100 years ago in Spokane: Idaho lawmakers move to relocate UI to Boise; Seattle mayor indicted for bribery

Idaho state legislators issued a proposal to move the University of Idaho out of Moscow and into “a more central location” – that is, Boise.
This was part of a comprehensive education consolidation plan proposed at a joint meeting of the state Legislature’s education committee and the Idaho State Board of Education.
The plan also called for abandoning the “normal school” (teacher’s college) at Lewiston, and moving it into the university buildings in Moscow.
No “definite action” was taken on this plan, nor, evidently, would any action take place. A century later, Moscow remains the home of the University of Idaho.
From the bribery beat: The news out of Seattle couldn’t have been more sensational: Seattle Mayor Hiram C. Gill, the Seattle police chief and a former sheriff were all charged in a bribery and bootlegging case.
A front-page headline screamed that Gill was charged with taking “a bribe of $4,000 on booze.”

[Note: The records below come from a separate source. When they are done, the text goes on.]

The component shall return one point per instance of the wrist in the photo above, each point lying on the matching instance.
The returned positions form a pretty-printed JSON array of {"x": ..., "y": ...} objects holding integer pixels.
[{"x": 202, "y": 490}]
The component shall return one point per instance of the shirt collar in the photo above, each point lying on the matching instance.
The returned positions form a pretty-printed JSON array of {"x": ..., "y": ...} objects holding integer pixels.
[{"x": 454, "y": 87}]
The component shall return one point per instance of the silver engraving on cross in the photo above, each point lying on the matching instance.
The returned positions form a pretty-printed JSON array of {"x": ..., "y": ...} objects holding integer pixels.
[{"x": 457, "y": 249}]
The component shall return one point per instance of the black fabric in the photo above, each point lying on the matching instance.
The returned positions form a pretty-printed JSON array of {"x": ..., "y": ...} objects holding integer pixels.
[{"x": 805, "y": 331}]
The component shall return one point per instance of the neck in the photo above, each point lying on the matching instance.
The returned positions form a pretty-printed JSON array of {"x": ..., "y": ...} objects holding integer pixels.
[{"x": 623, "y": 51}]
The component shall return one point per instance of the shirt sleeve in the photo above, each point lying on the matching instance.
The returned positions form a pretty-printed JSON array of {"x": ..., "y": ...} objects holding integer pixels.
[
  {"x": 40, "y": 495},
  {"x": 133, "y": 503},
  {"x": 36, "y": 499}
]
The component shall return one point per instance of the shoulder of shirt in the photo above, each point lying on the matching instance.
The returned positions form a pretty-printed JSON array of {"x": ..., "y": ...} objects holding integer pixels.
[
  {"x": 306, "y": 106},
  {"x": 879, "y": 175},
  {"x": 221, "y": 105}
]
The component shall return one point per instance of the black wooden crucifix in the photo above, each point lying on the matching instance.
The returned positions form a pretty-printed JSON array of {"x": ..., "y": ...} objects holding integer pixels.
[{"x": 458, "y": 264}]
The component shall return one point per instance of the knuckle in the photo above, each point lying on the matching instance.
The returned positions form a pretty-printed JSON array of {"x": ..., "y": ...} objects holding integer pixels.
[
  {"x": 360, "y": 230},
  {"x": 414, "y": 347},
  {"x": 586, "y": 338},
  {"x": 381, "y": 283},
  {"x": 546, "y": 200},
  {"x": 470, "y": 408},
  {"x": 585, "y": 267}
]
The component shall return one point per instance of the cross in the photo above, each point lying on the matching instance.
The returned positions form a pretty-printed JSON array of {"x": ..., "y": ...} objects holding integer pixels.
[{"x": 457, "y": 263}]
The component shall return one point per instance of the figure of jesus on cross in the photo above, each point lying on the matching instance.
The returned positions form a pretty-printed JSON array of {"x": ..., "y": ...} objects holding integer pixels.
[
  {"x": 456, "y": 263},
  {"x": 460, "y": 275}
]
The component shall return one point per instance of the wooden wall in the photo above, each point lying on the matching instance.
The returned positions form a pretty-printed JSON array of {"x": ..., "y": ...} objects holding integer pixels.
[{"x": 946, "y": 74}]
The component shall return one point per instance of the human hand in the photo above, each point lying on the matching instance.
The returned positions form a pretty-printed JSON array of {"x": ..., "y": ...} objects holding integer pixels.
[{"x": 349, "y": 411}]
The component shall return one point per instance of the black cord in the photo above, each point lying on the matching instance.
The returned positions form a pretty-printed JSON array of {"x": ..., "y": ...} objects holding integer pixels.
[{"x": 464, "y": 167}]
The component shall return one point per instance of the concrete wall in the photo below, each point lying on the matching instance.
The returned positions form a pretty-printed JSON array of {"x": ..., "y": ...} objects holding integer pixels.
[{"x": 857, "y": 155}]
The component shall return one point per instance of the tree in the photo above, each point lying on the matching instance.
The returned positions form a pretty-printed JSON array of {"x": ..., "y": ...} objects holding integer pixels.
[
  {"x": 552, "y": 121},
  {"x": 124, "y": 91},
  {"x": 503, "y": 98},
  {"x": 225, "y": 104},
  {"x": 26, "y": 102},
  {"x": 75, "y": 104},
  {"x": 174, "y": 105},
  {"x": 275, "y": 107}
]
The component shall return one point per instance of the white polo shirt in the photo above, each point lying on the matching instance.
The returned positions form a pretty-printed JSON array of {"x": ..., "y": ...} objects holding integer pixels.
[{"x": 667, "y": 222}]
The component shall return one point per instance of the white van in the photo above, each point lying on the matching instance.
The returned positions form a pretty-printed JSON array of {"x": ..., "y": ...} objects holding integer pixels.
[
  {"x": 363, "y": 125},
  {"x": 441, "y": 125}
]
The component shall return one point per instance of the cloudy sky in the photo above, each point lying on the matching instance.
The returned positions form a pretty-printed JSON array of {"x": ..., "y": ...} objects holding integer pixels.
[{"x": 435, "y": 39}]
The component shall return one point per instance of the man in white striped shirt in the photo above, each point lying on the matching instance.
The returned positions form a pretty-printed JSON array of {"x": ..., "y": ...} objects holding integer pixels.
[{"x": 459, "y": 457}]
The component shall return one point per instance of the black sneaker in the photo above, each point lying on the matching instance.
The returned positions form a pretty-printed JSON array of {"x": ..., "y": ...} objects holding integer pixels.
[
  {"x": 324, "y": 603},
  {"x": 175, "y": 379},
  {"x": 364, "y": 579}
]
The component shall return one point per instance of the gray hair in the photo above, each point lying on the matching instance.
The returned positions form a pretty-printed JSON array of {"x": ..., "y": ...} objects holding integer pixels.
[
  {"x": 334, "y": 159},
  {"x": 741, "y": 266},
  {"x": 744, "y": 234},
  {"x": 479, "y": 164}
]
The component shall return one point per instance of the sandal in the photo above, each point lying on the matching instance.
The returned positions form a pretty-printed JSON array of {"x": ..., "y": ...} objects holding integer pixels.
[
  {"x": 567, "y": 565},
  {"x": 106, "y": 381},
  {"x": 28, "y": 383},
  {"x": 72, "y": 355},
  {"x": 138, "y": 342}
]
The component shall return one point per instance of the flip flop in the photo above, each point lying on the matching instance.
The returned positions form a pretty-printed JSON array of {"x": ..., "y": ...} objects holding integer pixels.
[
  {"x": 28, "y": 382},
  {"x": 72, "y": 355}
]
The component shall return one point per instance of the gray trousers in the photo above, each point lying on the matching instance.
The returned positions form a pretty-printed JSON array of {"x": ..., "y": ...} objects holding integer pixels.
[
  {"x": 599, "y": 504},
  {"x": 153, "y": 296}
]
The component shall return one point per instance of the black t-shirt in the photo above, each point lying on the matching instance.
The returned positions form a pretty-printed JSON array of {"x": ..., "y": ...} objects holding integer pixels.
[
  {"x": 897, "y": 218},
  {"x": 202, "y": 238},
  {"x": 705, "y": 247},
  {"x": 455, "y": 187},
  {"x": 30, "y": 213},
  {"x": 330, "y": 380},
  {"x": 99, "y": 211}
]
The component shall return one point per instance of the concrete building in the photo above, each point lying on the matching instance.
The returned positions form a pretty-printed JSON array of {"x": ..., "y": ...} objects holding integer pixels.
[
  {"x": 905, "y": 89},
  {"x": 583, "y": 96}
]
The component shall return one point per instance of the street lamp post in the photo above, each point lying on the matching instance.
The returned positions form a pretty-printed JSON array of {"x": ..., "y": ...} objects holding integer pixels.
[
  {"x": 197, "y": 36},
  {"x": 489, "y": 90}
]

The government alleged that Gill accepted a $4,000 bribe from a bootlegger named Logan Billingsley in the mayor’s office, “and that on the same day Gill entered into a compromise with Billingsley” involving a previous police raid.
The mayor allegedly told Billingsley that he needed to “pay your fare to the right conductor.”
The mayor and the others were indicted by a federal grand jury.